La gestione ottimale dei pazienti affetti da un tumore dipende sempre più spesso da trattamenti personalizzati guidati dai dati di sequenziamento del tumore. L’accesso a test genomici completi, la corretta interpretazione dei suoi risultati e la giusta indicazione terapeutica derivante sono quindi sfide che l’oncologia di precisione attuale deve affrontare. Spesso nei centri oncologici manca un’uniformità di accesso ed un’interpretazione di questi dati. Non sorprende infatti vedere risultati di sequenziamento simili che portano a raccomandazioni cliniche diverse. Mentre il numero di farmaci con specificità target è in costante aumento, è probabile che queste disparità aumentino, il che potrebbe compromettere l’outcome dei pazienti e i progressi della ricerca. Per affrontare questa enorme sfida è stato sviluppato, come discusso nell’editoriale pubblicato questo mese su Nature Medicine, il Molecular Tumor Board Portal (MTBP), un sistema di supporto alle decisioni cliniche che unifica l’analisi dei risultati del sequenziamento in sette centri oncologici hub europei sotto l’egida della rete Cancer Core Europe (CCE ). Tramite questo sistema sarà possibile una condivisione dinamica del dato molecolare, con la possibilità di implementare l’accesso al farmaco e la collaborazione tra istituzioni.

Support systems to guide clinical decision-making in precision oncology: The Cancer Core Europe Molecular Tumor Board Portal

Tamborero, D., Dienstmann, R., Rachid, M.H. et al. Support systems to guide clinical decision-making in precision oncology: The Cancer Core Europe Molecular Tumor Board Portal. Nature Medicine; 26, 992–994 (2020).

LINK: https://doi.org/10.1038/s41591-020-0969-2

L'anti-TGFβ in prima linea nella risposta antitumorale?

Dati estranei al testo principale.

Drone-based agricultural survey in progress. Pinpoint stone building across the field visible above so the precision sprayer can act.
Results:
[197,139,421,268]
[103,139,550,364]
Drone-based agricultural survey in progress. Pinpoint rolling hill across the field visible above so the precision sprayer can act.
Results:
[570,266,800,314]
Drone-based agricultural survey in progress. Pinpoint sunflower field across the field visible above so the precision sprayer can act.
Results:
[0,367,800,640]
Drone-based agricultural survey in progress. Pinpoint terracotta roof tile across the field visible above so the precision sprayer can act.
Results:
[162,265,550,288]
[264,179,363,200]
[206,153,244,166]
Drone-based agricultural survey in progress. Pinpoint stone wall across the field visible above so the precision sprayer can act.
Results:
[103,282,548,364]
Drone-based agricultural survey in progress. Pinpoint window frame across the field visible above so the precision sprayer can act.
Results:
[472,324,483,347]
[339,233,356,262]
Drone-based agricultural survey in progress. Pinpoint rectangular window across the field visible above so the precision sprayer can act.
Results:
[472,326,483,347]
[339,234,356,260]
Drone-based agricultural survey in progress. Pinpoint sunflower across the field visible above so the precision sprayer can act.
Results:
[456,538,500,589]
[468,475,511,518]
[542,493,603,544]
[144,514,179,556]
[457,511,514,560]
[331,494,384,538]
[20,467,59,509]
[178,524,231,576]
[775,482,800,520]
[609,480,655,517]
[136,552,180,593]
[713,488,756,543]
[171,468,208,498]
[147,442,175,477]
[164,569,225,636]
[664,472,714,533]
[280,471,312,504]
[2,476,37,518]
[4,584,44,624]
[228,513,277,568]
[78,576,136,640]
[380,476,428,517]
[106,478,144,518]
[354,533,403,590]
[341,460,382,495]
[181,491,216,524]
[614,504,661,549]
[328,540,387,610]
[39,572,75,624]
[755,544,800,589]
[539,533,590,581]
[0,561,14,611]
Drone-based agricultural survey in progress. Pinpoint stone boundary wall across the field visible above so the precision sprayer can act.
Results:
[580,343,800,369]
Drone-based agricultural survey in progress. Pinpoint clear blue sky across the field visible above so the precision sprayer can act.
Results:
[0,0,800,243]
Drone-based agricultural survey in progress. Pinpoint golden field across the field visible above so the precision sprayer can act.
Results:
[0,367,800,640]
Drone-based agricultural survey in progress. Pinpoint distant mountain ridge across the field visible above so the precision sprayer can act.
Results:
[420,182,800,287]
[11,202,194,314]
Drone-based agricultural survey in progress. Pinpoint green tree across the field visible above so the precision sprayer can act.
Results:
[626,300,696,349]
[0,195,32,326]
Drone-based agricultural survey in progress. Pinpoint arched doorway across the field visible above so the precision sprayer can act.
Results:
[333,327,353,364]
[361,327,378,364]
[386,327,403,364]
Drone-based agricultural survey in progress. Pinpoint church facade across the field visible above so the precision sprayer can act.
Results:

Il TGFβ (Transforming growth factor beta) è una citochina pleiotropica che svolge un ruolo chiave sia in condizioni fisiologiche che patologiche, incluso il cancro. Tale citochina può svolgere sia funzioni di soppressione tumorale che oncogeniche. Nelle cellule epiteliali normali, il TGFβ agisce come fattore antiproliferativo, mentre, nei tumori avanzati, il TGFβ può agire come fattore oncogenico creando un microambiente tumorale immunosoppressivo e inducendo la proliferazione delle cellule tumorali, l’angiogenesi, l’invasione, la progressione del tumore e la diffusione metastatica.

Recentemente, sulla scia di prove sperimentali che indicano che il TGFβ ha il potenziale per essere un buon bersaglio terapeutico in alcuni tumori, diversi farmaci anti-TGFβ sono stati studiati in trial clinici. Nell’articolo recentemente pubblicato su Annals of Oncology vengono riportate le molecole più interessanti in fase di sviluppo, i loro meccanismi d’azione e i possibili scenari di sviluppo, come terapie combinate con chemioterapici o trattamenti immunoterapici.

Sono state sviluppate diverse strategie per bloccare la segnalazione del TGFβ, inclusi gli anticorpi neutralizzanti monoclonali contro il ligando TGFβ e il suo recettore, gli anticorpi bifunzionali, come gli anticorpi a doppio target anti-TGFβ / PD-L1, gli anticorpi antisenso oligonucleotidi, i vaccini TGFβ e gli inibitori della chinasi del recettore. Tuttavia, la traduzione della conoscenza dei meccanismi molecolari alla base del ruolo del TGFβ nella cancerogenesi in risultati clinici efficaci è stata relativamente lenta.

Gli inibitori del TGFβ non sono composti citotossici potenti e i loro effetti antitumorali dipendono dalla complessa interazione tra cellule tumorali, stroma e sistema immunitario. Pertanto, deve essere presa in considerazione l’opzione di combinare l’anti-TGFβ con altri farmaci antitumorali e l’identificazione del partner terapeutico appropriato (chemioterapia, radioterapia o terapia immunitaria) da combinare con il blocco TGFβ è probabilmente un fattore chiave nel miglioramento della risposta antitumorale.

Dopo quasi due decadi di lavoro, c’è luce alla fine del tunnel e TGFβ è ora considerato un target terapeutico attraente che merita ulteriori indagini traslazionali nel contesto di studi clinici ben progettati.

D. Ciardiello, E. Elez, J. Tabernero, J. Seoane. Clinical development of therapies targeting TGFβ: current knowledge and future perspectives. Annals of Oncology , 2020.